まだ、十分に熟れていない段階ですが、トータル的なクオリティはオルトフォンの6Nに比べ少し落ちている。ただ、開放的なアメリカン・サウンドは変わりなく、ちょっとラフですが、こちらが「何も足さない、何も引かない」正当なピッカリングの音かもしれない。なお、ブラシは外しています。
急にアメリカが身近に感じられ、この一枚を。
二十数年前、NYのペン・ステーションの構内を、ここからどんな街に列車が発するのか、行先表示を見ながらぶらぶらしていた。何処と当てがあったワケでもなく、偶々、”PHILADELPHIA”の文字が眼に入った。発券窓口の黒人女性に所要時間を尋ねると「一時間半ほど」と。充分、返って来れる時間だった。アメリカ版新幹線・アムトラックでほぼ東京~名古屋間ですね。アメリカでは発車時間、間際にならないとホームに降りれないとか、車社会なので日本のように鉄道の駅前に必ずしも市街地が広がっているとは限らない、等々、戸惑いながら、全く無計画、無防備なトリップだった。

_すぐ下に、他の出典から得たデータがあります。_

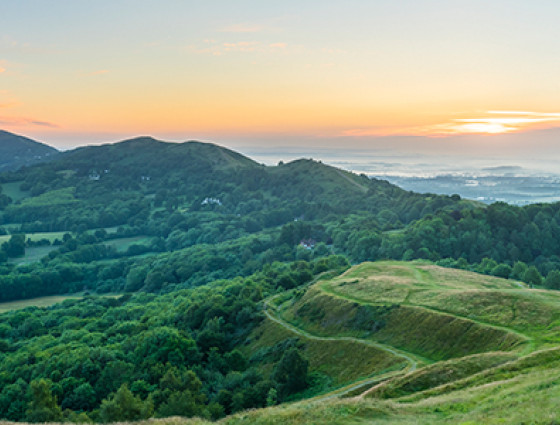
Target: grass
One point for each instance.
(32, 254)
(342, 361)
(122, 244)
(438, 374)
(419, 306)
(13, 191)
(36, 302)
(50, 236)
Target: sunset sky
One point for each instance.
(256, 72)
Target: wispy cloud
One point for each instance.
(217, 48)
(242, 28)
(490, 122)
(25, 122)
(497, 122)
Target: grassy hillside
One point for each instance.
(519, 386)
(17, 151)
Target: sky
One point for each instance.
(457, 76)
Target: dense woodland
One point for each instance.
(213, 233)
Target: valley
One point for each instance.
(184, 279)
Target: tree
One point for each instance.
(501, 270)
(519, 269)
(124, 406)
(15, 247)
(532, 276)
(552, 280)
(43, 406)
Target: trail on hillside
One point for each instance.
(332, 292)
(338, 393)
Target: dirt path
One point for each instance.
(364, 383)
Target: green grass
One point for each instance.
(13, 191)
(63, 196)
(45, 301)
(438, 374)
(33, 254)
(50, 236)
(342, 361)
(122, 244)
(36, 302)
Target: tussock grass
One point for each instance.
(438, 374)
(342, 361)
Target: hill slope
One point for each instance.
(17, 151)
(521, 385)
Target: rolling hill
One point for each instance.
(483, 381)
(17, 151)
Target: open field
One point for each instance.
(32, 254)
(122, 244)
(13, 191)
(36, 302)
(44, 301)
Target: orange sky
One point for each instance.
(74, 72)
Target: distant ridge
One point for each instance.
(17, 151)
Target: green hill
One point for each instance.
(518, 386)
(17, 151)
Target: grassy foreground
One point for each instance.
(496, 358)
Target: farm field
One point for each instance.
(36, 302)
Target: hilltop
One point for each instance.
(470, 360)
(17, 151)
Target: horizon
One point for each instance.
(413, 77)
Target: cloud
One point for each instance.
(25, 122)
(216, 48)
(497, 122)
(242, 28)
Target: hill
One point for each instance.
(515, 386)
(17, 151)
(366, 361)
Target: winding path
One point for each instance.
(338, 393)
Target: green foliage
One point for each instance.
(43, 406)
(124, 406)
(532, 276)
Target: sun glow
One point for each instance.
(508, 122)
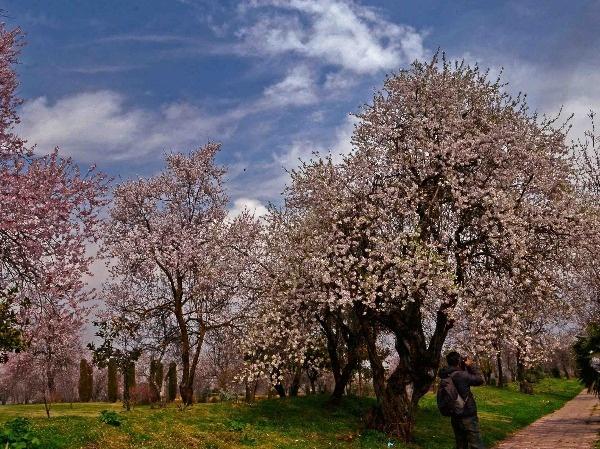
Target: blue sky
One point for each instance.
(120, 83)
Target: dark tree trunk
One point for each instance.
(250, 391)
(295, 385)
(280, 390)
(524, 385)
(398, 396)
(501, 381)
(339, 333)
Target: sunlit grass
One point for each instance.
(299, 423)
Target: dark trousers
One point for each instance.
(466, 432)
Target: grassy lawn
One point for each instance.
(299, 423)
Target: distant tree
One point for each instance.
(156, 379)
(86, 381)
(176, 254)
(587, 358)
(113, 382)
(172, 382)
(119, 344)
(129, 381)
(48, 214)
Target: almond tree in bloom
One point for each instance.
(48, 215)
(177, 255)
(451, 181)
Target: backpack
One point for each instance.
(450, 403)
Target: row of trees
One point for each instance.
(459, 217)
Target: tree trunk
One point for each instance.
(335, 328)
(295, 386)
(501, 381)
(398, 395)
(187, 392)
(524, 385)
(250, 391)
(280, 390)
(566, 370)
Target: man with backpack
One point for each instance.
(456, 400)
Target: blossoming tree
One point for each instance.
(177, 255)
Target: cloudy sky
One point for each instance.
(119, 83)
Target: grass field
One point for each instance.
(298, 423)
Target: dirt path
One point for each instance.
(575, 426)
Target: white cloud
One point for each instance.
(296, 89)
(94, 125)
(253, 206)
(90, 126)
(335, 32)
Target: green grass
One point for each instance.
(299, 423)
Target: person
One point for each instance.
(465, 374)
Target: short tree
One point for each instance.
(177, 255)
(86, 381)
(112, 381)
(172, 382)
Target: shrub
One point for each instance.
(113, 384)
(16, 434)
(86, 381)
(143, 394)
(236, 426)
(111, 418)
(172, 382)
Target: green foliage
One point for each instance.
(16, 434)
(172, 382)
(86, 381)
(236, 426)
(294, 423)
(587, 358)
(113, 384)
(111, 418)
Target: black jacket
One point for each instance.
(464, 380)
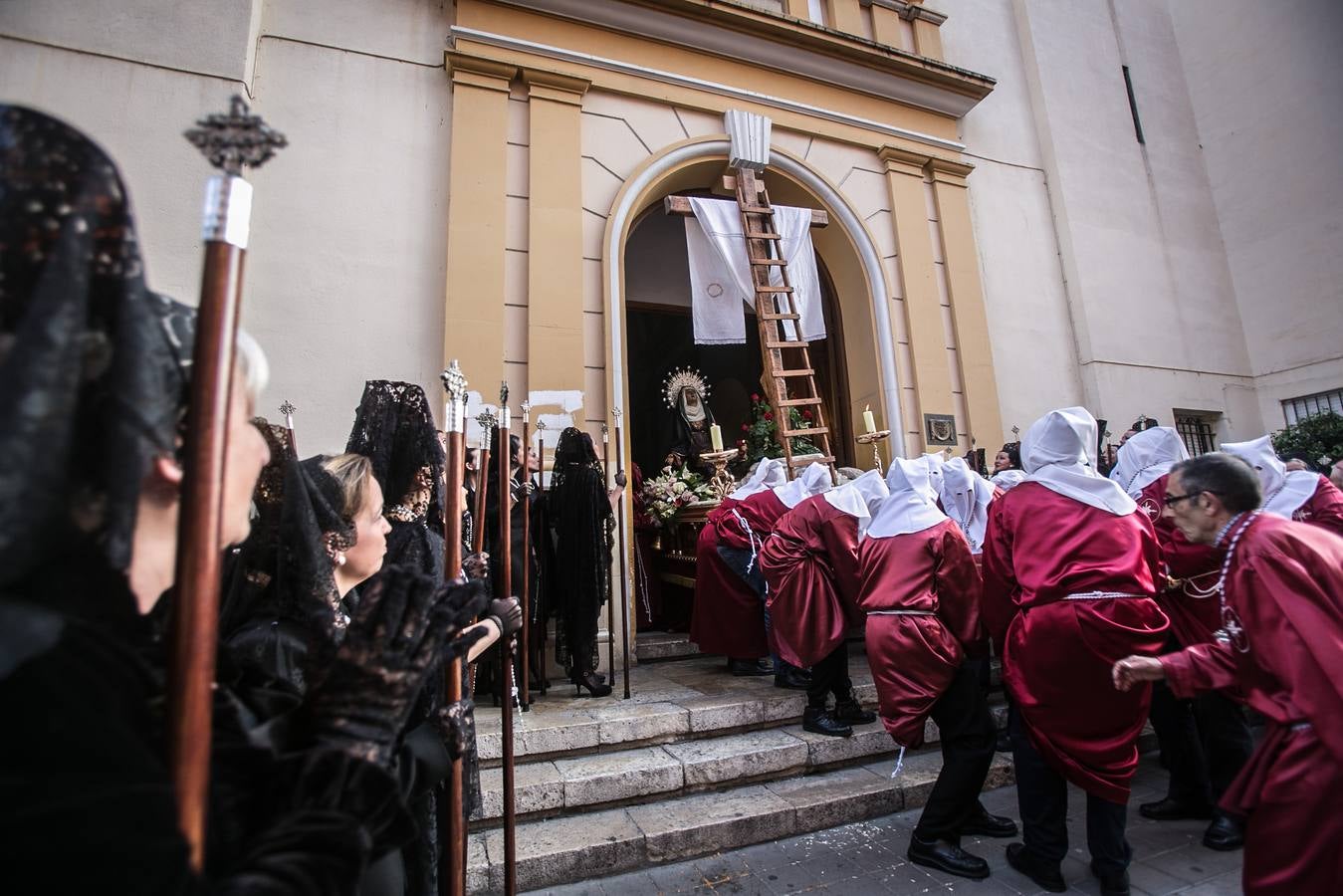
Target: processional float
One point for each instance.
(229, 141)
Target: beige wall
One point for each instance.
(1265, 81)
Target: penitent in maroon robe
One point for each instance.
(811, 565)
(930, 577)
(1284, 598)
(728, 615)
(1324, 508)
(1046, 559)
(1192, 602)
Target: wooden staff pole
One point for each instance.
(504, 588)
(610, 600)
(624, 569)
(229, 141)
(546, 622)
(451, 814)
(527, 561)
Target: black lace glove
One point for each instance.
(509, 615)
(404, 623)
(457, 726)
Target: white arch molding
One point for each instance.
(624, 207)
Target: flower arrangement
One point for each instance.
(669, 493)
(761, 434)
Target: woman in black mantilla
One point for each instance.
(583, 523)
(95, 371)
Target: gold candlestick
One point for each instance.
(872, 438)
(722, 481)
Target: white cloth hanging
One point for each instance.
(720, 272)
(1284, 492)
(860, 497)
(1147, 457)
(1058, 452)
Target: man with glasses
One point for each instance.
(1281, 645)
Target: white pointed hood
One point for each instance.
(1058, 452)
(812, 480)
(1147, 457)
(1284, 493)
(911, 504)
(769, 473)
(966, 497)
(860, 499)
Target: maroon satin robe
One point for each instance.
(1324, 508)
(1192, 604)
(915, 657)
(728, 617)
(1284, 594)
(1039, 549)
(811, 565)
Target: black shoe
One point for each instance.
(947, 857)
(819, 722)
(589, 681)
(853, 712)
(791, 679)
(1115, 884)
(1049, 879)
(1174, 810)
(749, 668)
(1225, 834)
(988, 825)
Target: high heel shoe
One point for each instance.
(589, 681)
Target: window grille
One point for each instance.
(1197, 433)
(1297, 408)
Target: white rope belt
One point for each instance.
(1101, 595)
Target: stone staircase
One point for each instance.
(695, 762)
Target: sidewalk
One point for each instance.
(869, 857)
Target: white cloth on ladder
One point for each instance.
(720, 272)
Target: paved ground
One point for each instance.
(869, 857)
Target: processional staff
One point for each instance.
(229, 141)
(288, 410)
(451, 860)
(504, 588)
(624, 576)
(527, 559)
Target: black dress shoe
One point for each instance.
(749, 668)
(988, 825)
(819, 722)
(1113, 884)
(1045, 877)
(791, 679)
(853, 712)
(1174, 810)
(947, 857)
(1225, 834)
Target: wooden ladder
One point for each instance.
(784, 358)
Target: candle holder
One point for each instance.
(872, 438)
(723, 484)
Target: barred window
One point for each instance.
(1297, 408)
(1197, 433)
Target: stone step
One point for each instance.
(572, 848)
(658, 773)
(654, 646)
(669, 702)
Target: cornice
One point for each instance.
(782, 43)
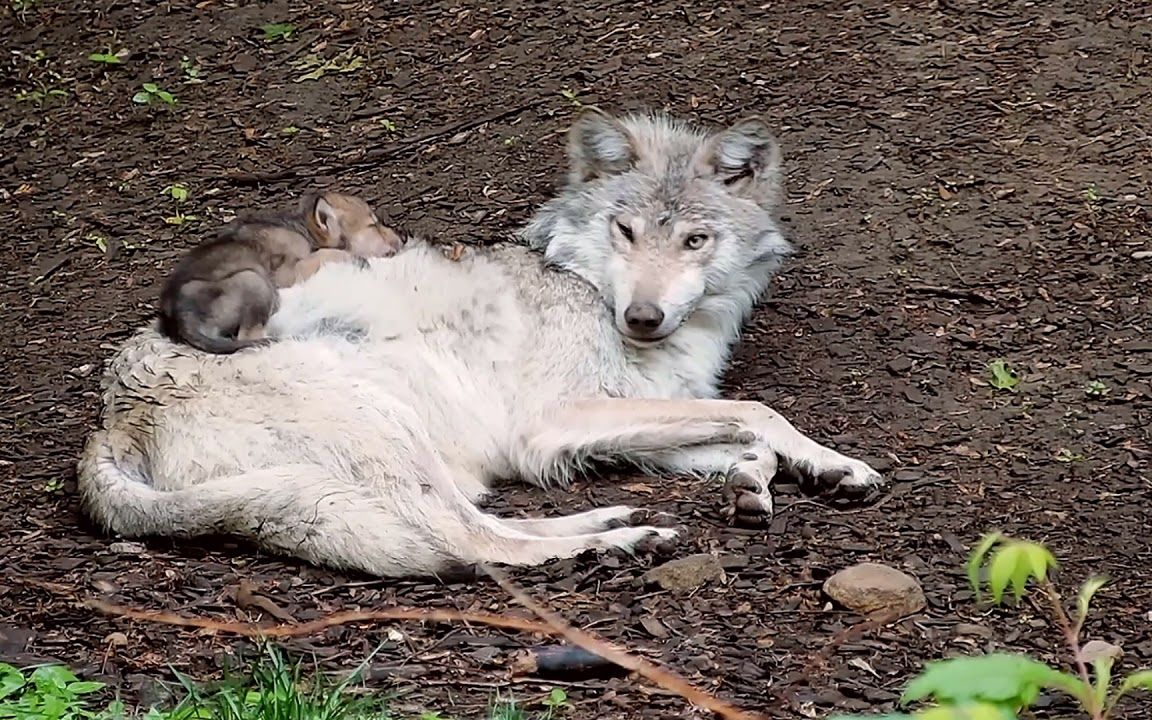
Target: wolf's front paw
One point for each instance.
(747, 491)
(842, 476)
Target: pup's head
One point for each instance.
(345, 221)
(666, 220)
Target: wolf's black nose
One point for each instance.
(643, 317)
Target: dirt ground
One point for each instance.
(967, 181)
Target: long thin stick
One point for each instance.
(296, 629)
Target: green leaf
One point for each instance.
(999, 679)
(1003, 377)
(1139, 680)
(1039, 559)
(278, 31)
(1088, 591)
(84, 688)
(10, 680)
(52, 677)
(976, 560)
(1001, 570)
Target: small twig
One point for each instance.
(873, 622)
(654, 674)
(317, 626)
(952, 293)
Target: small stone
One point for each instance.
(83, 371)
(686, 574)
(900, 365)
(872, 588)
(127, 548)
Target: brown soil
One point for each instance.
(968, 181)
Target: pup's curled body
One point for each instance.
(222, 293)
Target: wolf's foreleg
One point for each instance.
(747, 440)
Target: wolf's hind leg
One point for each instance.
(571, 524)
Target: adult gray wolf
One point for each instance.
(362, 439)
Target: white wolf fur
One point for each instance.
(364, 436)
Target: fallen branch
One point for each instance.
(318, 626)
(654, 674)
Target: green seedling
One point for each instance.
(192, 72)
(1096, 389)
(318, 67)
(108, 57)
(1002, 686)
(176, 191)
(1002, 376)
(179, 194)
(555, 704)
(571, 97)
(152, 93)
(278, 31)
(21, 8)
(48, 691)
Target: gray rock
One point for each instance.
(686, 574)
(872, 588)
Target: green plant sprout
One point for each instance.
(278, 31)
(317, 67)
(179, 194)
(192, 72)
(1000, 686)
(1003, 376)
(110, 58)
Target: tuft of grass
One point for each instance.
(275, 689)
(272, 688)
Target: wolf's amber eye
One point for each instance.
(696, 241)
(627, 232)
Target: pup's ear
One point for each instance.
(745, 158)
(598, 145)
(324, 220)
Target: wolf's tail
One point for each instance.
(304, 510)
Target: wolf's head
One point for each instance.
(665, 220)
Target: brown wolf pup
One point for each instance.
(222, 293)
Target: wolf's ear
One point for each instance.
(747, 158)
(598, 144)
(323, 219)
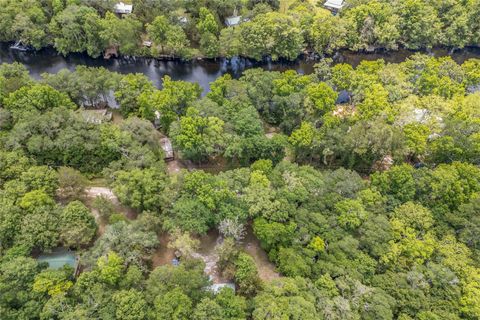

もし、「B面名盤」の人気アンケートを取ったら、まず上位にランク・インしてくる作品。まるで眼下に広がる雲海を、そして日の出とともに滝雲として動き出す光景を連想させるB-1、”Thursday's Theme”が素晴らしい。右チャンネルから流れ出すゴルソンのテナーの音も実に生々しい。
このカヴァは2ndですが、一般的にこちらの方がよく知られている。曲も編曲もゴルソンをはじめ全てジャズメンの手によるものでハード・バップと言うスタイルが高い次元で最も安定していた1958年の録音。派手さはないけれど、十分に聴ける一枚です。ゴルソンの編曲(4曲)センスと2管とは思えぬ色彩感は、ここでも光っている。